Ne demek? Vesika kelimesi, Arapça'dan geçmiş dilimize. Belge demek. Türkçe bir yapım eki getirerek yeni bir kelime türetmişiz: vesikalık. Belgelik. Her vatandaşın ölmeden önce yapması gereken bir eylem: vesikalık çektirmek. Sınava girmeden, bir yere kaydolmadan, nüfus cüzdanı çıkartmadan önce herkese şart bir vesikalık. Amaç fotoğrafçılara para kazandırmak değil belli ki. Amaç neye benzediğimizi, gözümüzün iri mi çekik mi, burnumuzun kancalı mı kemerli mi, yanaklarımızın çıkık mı elma gibi mi olduğunu cümle aleme, devlet dairelerine, nüfus memurlarına, trafik polislerine kanıtlamak, "Ben buyum." demek.

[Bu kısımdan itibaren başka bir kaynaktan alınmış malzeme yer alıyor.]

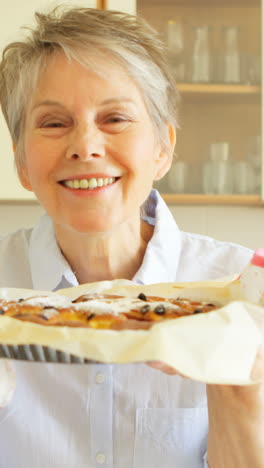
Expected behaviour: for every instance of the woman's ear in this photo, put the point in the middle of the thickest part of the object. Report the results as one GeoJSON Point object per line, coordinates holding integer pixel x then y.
{"type": "Point", "coordinates": [166, 154]}
{"type": "Point", "coordinates": [22, 172]}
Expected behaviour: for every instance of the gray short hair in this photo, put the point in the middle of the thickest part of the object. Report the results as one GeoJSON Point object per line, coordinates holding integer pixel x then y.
{"type": "Point", "coordinates": [78, 32]}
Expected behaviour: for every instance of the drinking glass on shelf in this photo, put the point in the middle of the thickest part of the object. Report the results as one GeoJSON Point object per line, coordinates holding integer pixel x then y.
{"type": "Point", "coordinates": [254, 158]}
{"type": "Point", "coordinates": [218, 170]}
{"type": "Point", "coordinates": [231, 56]}
{"type": "Point", "coordinates": [178, 177]}
{"type": "Point", "coordinates": [244, 178]}
{"type": "Point", "coordinates": [200, 60]}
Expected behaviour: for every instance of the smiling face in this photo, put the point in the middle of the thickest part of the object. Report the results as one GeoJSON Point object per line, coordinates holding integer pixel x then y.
{"type": "Point", "coordinates": [91, 154]}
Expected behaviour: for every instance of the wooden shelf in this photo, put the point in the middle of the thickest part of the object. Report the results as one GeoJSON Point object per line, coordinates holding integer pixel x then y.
{"type": "Point", "coordinates": [194, 3]}
{"type": "Point", "coordinates": [200, 199]}
{"type": "Point", "coordinates": [203, 90]}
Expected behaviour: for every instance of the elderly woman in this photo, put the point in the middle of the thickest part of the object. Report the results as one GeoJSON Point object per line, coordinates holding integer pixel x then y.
{"type": "Point", "coordinates": [91, 110]}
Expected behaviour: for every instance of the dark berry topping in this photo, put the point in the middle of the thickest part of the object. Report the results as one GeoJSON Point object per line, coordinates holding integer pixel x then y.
{"type": "Point", "coordinates": [44, 317]}
{"type": "Point", "coordinates": [142, 297]}
{"type": "Point", "coordinates": [160, 309]}
{"type": "Point", "coordinates": [145, 309]}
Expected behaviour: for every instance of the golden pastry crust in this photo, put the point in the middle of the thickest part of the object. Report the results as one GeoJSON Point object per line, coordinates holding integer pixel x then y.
{"type": "Point", "coordinates": [102, 311]}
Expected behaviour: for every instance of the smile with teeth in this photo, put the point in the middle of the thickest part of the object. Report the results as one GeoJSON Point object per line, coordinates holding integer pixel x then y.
{"type": "Point", "coordinates": [89, 183]}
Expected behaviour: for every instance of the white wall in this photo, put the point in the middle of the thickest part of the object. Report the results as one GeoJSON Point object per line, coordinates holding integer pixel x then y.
{"type": "Point", "coordinates": [243, 225]}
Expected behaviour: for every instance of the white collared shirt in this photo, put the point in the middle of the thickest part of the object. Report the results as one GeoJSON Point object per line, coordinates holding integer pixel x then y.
{"type": "Point", "coordinates": [114, 416]}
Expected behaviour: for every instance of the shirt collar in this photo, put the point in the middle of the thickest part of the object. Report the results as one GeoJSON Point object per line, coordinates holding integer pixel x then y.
{"type": "Point", "coordinates": [48, 265]}
{"type": "Point", "coordinates": [163, 251]}
{"type": "Point", "coordinates": [50, 270]}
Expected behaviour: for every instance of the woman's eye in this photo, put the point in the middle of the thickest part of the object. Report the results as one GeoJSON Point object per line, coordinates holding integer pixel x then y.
{"type": "Point", "coordinates": [117, 119]}
{"type": "Point", "coordinates": [53, 125]}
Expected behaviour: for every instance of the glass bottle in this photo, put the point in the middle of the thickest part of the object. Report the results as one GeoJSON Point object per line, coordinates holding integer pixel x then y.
{"type": "Point", "coordinates": [175, 44]}
{"type": "Point", "coordinates": [201, 56]}
{"type": "Point", "coordinates": [231, 72]}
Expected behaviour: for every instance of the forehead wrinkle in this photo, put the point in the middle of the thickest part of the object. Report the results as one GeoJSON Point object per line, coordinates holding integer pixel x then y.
{"type": "Point", "coordinates": [115, 100]}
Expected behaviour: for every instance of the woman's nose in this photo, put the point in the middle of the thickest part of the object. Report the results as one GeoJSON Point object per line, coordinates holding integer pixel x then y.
{"type": "Point", "coordinates": [86, 142]}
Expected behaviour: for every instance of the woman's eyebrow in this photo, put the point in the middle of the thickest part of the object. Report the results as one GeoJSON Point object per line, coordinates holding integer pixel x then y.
{"type": "Point", "coordinates": [47, 102]}
{"type": "Point", "coordinates": [115, 100]}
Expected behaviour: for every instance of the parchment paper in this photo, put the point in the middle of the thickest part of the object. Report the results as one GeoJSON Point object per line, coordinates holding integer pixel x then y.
{"type": "Point", "coordinates": [217, 347]}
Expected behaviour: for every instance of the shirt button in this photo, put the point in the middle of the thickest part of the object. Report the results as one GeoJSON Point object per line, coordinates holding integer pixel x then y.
{"type": "Point", "coordinates": [100, 378]}
{"type": "Point", "coordinates": [100, 458]}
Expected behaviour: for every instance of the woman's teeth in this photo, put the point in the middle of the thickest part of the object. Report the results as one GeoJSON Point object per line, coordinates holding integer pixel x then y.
{"type": "Point", "coordinates": [89, 183]}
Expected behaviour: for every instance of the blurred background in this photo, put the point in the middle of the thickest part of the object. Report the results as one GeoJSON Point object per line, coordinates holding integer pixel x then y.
{"type": "Point", "coordinates": [215, 186]}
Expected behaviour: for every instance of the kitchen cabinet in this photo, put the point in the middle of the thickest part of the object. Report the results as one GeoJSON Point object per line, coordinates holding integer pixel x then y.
{"type": "Point", "coordinates": [218, 104]}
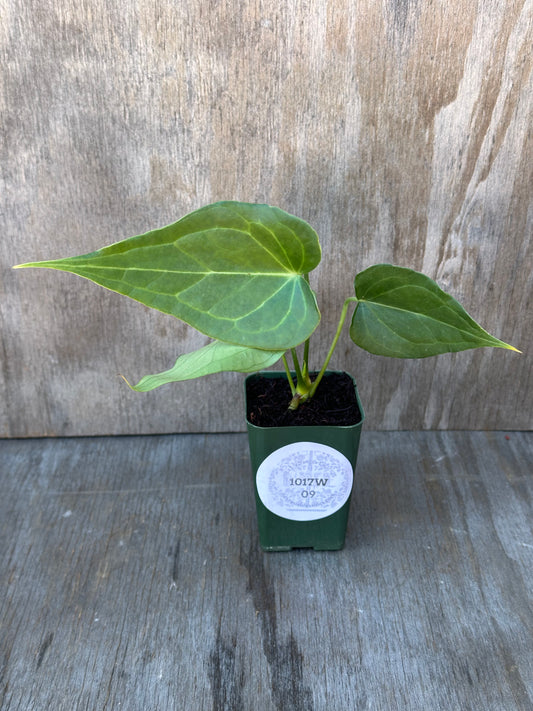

Peki vesikalıklar neden hep aynıdır? Yani neden baş hep hafif aşağı ve yana yatırılır? Ve en önemlisi, fotoğrafçı neden hep bize "Hafiften gülümser misin?" diye sorar. Evet, soru bu. Neden gülümsememiz istenir? Üzgün olsak, somurtuyor olsak, hıçkırıyor olsak ne fark eder ki fotoğrafçı için? Ya da olay iyi insan algısı yaratmak mıdır? İyi insanlar hep gülümser mi? Müşteri yakınını kaybetmiş, bütünlemeye kalmış, uykusunu alamamış, migreni tutmuş ya da evden çıkarken ocağın altını açık unutmuş olamaz mı? Belki de bir puanla takdiri kaçırmıştır, kim bilir?
Velhasıl, uzunca bir süre daha gülümsemeyen vesikalık göremeyeceğiz gibi görünüyor. Neyse bari, vesikalıklarınız yüzünüze yansısın. Benim de ehliyet için vesikalık çektirmem gerekiyor, hoşça kalın. "Hafiften gülümser misin?". Klik, flaş!